In addition, the cavity 35 containing the solid dielectric 68 acts as a resonant radiator load whose impedance is substantially greater than the input impedance of the antenna in the oil shale. This high impedance is coupled to the upper end of the upper dipole radiator 34. It has been discovered that the impedance of the input to the antenna structure 32 is influenced to a large degree when a low impedance or non-resonant load is coupled to the upper end of cylinder 56. However, when this load is a high impedance, for example, by resonating the load inside cylinder 56, the antenna input impedance is substantially unaffected. Even though there is an air space initially between the edge of the original borehole 20 and the radiating surfaces of the cylinders 56 and 58, a relatively good impedance match will occur. Thus, the coaxial transmission line 30 can be chosen to have an impedance substantially matched to the radiation impedance of dipole radiating structure 32 when the oil shale body 14 has been heated and expanded into physical contact with the entire outer surfaces of the cylinders 56 and 58. Applicant has discovered that such improved impedance matching characteristics over a relatively wide bandwidth such as 20-30% can occur provided the dielectric 68 has a relatively high dielectric constant, such as 5 to 10. This approximates the dielectric constant of the oil shale body which can be 8 to 16 for unpyrolized oil shale.

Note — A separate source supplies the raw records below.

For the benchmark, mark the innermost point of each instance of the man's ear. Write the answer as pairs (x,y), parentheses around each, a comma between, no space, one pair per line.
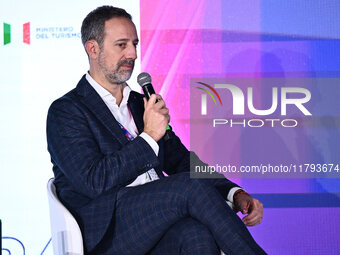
(92,49)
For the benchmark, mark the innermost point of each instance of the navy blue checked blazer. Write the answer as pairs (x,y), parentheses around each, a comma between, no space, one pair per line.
(92,159)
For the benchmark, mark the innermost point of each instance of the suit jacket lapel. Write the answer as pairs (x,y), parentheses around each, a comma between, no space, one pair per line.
(95,104)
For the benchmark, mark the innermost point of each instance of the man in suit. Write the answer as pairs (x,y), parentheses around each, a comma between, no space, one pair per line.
(108,153)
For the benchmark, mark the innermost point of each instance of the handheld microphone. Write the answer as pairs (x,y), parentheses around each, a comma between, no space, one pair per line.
(144,80)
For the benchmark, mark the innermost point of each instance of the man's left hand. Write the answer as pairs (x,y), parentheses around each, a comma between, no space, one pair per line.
(251,206)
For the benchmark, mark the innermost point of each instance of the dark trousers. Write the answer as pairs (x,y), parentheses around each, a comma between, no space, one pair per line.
(176,215)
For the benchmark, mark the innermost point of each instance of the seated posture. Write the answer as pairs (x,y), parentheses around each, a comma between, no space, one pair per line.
(108,152)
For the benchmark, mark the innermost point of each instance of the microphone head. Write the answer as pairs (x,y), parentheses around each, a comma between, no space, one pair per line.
(143,79)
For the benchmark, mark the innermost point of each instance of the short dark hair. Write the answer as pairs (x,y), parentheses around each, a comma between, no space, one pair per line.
(93,26)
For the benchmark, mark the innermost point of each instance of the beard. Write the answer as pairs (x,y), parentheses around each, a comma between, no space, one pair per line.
(115,75)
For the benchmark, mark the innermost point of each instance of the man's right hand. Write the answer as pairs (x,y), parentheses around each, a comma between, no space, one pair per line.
(156,117)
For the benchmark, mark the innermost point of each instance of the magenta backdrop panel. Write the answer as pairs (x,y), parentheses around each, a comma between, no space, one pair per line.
(194,39)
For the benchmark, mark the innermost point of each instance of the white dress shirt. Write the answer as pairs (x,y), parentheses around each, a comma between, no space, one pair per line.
(123,115)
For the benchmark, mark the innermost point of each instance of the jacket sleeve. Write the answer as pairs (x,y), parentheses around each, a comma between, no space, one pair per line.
(92,163)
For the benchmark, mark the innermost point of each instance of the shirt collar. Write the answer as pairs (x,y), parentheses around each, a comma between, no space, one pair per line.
(105,94)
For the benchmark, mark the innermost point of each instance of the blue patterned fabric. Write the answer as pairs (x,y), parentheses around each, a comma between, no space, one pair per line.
(93,161)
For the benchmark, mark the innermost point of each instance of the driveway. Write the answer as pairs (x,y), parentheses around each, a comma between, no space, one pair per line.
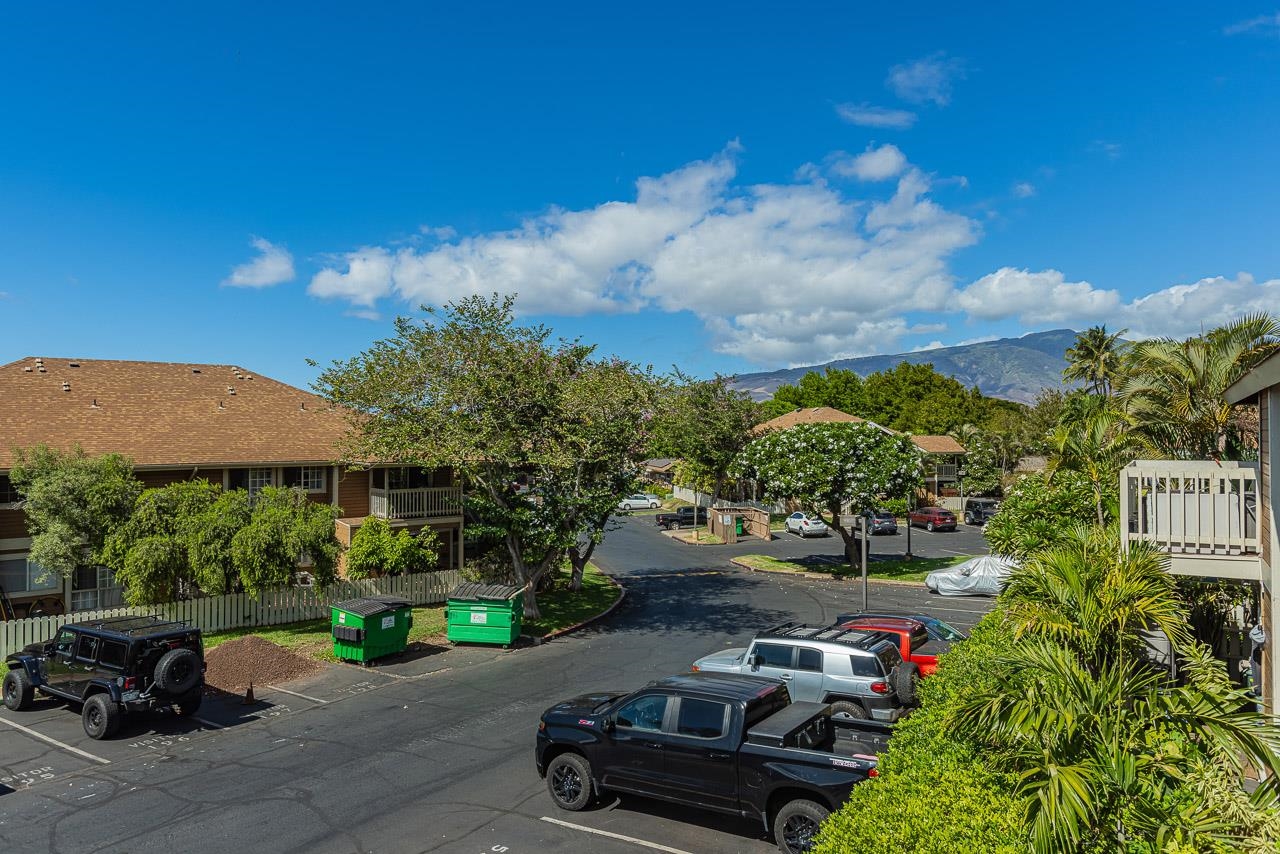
(356,761)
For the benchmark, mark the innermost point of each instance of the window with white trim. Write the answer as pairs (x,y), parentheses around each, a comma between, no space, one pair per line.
(18,575)
(257,479)
(8,492)
(305,478)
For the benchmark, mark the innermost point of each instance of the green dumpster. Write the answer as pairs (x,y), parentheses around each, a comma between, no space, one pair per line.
(485,613)
(370,628)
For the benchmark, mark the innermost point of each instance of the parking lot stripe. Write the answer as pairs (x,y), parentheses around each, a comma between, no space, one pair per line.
(55,741)
(209,724)
(314,699)
(618,836)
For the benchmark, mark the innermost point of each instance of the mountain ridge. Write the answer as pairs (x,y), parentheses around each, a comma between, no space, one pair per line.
(1015,369)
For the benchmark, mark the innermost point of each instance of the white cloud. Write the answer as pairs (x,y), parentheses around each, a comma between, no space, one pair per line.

In order to maintain a high dielectric strength in transmission line 30, provision is preferably made for introducing and maintaining an inner atmosphere of, for example, argon or nitrogen under pressure in the space between inner conductor 48 and outer conductor 46. For this purpose, metallic O-ring gas-tight seals 80 are positioned in grooves in central ceramic cylinder 36 contacting the plates 50 and 52. The upper end of outer conductor 46 is closed by a ceramic insulating block 82 through which inner conductor 48 extends with block 82 being sealed to the top of outer conductor 46 by stretching inner conductor 48 upwards with a force of several thousand pounds and threading onto a flanged coupling 84 onto the upper end of conductor 48. Coupling 84 engages the upper surface of ceramic block 82 on the upper end of conductor 48. Gas-tight metal O-ring seals (not shown) may also be placed in annular grooves (not shown) in the upper and lower surfaces of ceramic block 82 to engage the lower surface of coupling 84 and the top of conductor 46 respectively. Inert gas from a pressure tank 124 is connected into outer conductor 46 through a control valve 126.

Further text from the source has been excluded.